William has picked up on another dinosaur story at https://phys.org/print436616782.html ... a slab of sandstone found at the NASA Goddard Space Flight Centre in Maryland contains at least 70 mammal and dinosaur tracks - showing they coexisted. The sandstone was a rock outcrop spotted by a guy that had dropped his wife off at work. He is described as an expert on dinosaur tracks - and what caught his eye was a 12 inch wide dinosaur footprint.

Mongolian dinosaur cemetery

Gary sent this link to his web site - at www.godkingscenario.com/blog/dinosaurs-mongolia-rapidly-buried-extraterr... ... which refers to an article I looked at but did not report, on the presence of dinosaurs in the shifting sands of what was in the Cretaceous era, supposedly an earlier version of the Gobi desert. This basically ignores the fact that Mongolia at that time may have been situated somewhat south of where it is now. The UK was certainly in a more sub tropical position - so why is it assumed Mongolia was close to where it is now.

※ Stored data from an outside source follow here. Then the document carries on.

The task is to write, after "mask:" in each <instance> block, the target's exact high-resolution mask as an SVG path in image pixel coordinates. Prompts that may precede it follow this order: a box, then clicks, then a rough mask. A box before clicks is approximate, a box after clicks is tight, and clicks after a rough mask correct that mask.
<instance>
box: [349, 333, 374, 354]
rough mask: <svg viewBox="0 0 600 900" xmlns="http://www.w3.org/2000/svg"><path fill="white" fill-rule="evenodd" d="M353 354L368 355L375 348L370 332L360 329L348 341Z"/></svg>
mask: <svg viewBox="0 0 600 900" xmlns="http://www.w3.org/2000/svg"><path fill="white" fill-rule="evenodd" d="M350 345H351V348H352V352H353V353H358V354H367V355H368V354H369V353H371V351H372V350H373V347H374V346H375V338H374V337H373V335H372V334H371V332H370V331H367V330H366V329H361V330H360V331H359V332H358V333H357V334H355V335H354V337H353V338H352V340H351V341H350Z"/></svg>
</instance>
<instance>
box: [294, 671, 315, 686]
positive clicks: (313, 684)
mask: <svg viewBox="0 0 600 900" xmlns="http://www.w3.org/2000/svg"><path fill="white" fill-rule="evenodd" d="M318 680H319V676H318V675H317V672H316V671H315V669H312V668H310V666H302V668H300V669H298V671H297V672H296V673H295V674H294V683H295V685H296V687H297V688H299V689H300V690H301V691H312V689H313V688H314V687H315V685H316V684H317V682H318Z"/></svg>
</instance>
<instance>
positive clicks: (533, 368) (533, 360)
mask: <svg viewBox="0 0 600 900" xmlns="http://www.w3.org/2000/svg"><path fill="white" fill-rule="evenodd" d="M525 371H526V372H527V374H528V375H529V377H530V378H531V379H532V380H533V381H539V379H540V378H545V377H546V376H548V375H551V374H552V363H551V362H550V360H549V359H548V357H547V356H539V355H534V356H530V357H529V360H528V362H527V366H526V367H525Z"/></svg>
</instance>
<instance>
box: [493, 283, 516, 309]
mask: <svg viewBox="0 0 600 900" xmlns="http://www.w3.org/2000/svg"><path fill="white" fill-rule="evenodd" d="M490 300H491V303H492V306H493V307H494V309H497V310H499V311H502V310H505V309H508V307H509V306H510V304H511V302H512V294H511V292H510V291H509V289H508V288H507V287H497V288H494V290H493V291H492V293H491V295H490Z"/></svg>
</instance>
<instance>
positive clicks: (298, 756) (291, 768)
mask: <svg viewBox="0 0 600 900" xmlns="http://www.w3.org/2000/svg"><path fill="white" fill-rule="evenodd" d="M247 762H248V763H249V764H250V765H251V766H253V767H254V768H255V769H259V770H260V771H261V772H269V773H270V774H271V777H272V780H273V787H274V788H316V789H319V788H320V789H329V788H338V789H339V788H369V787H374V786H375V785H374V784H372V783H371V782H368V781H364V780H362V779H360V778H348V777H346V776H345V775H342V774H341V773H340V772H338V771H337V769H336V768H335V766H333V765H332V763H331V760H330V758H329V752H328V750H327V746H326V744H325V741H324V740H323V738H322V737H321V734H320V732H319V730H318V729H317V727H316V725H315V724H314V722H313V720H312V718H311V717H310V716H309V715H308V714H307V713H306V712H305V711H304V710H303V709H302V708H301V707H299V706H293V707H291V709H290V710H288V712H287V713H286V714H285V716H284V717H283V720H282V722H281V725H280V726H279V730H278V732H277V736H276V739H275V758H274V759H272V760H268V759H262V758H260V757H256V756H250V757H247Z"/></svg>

Dinosaurs living in the dark

At https://archaeologynewsnetwork.blogspot.co.uk/2018/01/fossil-bone-tissue... ... Dinosaurs dug out of rocks in Victoria State, Australia, more than 120 million years of age, had to deal with prolonged periods of darkness and below freezing temperatures - according to a new study in Scientific Reports (January 2018). Problem with that assumption seems to be the difficulty plants might have to flourish in darkness as these were herbivores. Do plants grow in complete darkness and was Australia really at the pole 120 million years ago?

Diluvicursor

At https://phys.org/print434879707.html ... diluvicursors were turkey sized herbivorous dinosaurs. These are orthinopods but diluvicursors are a sub species and the new find is of a slightly different nature and touted as a new version of diluvicursor (if that makes sense). Hopefully it does. Diluvicursor pickeringii is named after a chap with the surname Pickering (a good Yorkshire name). It was discovered in rocks in SE Australia. To be more exact, in Lower Cretaceous rocks of a sedimentary basin.

oldest fossil ever

At www.astronomy.com/news/2017/12/oldest-fossil-ever-found# ... complex microbes found in rocks dated as early as 3.5 billion years ago imply life on earth began and evolved more quickly than mainstream has previously allowed. The rock concerned comes from western Australia - eleven complex microbes of five distinct species. Does this suggest life in the universe is much more common than thought? If life was divisive 3.5 billion years  ago it must have formed somewhat earlier.

Habelia optata

   This is an image of Habelia optata, a marine predator which feeded on trilobites (see https://phys.org/print433048787.html ). Geologists as well as palaeontologists have long collected many examples of trilobites, their eggs and their offspring, in a variety of shapes and forms. Some scientists specialise in trilobites and so do fossil sellers in countries like Morocco in North Africa, selling their touched up specimens to tourists.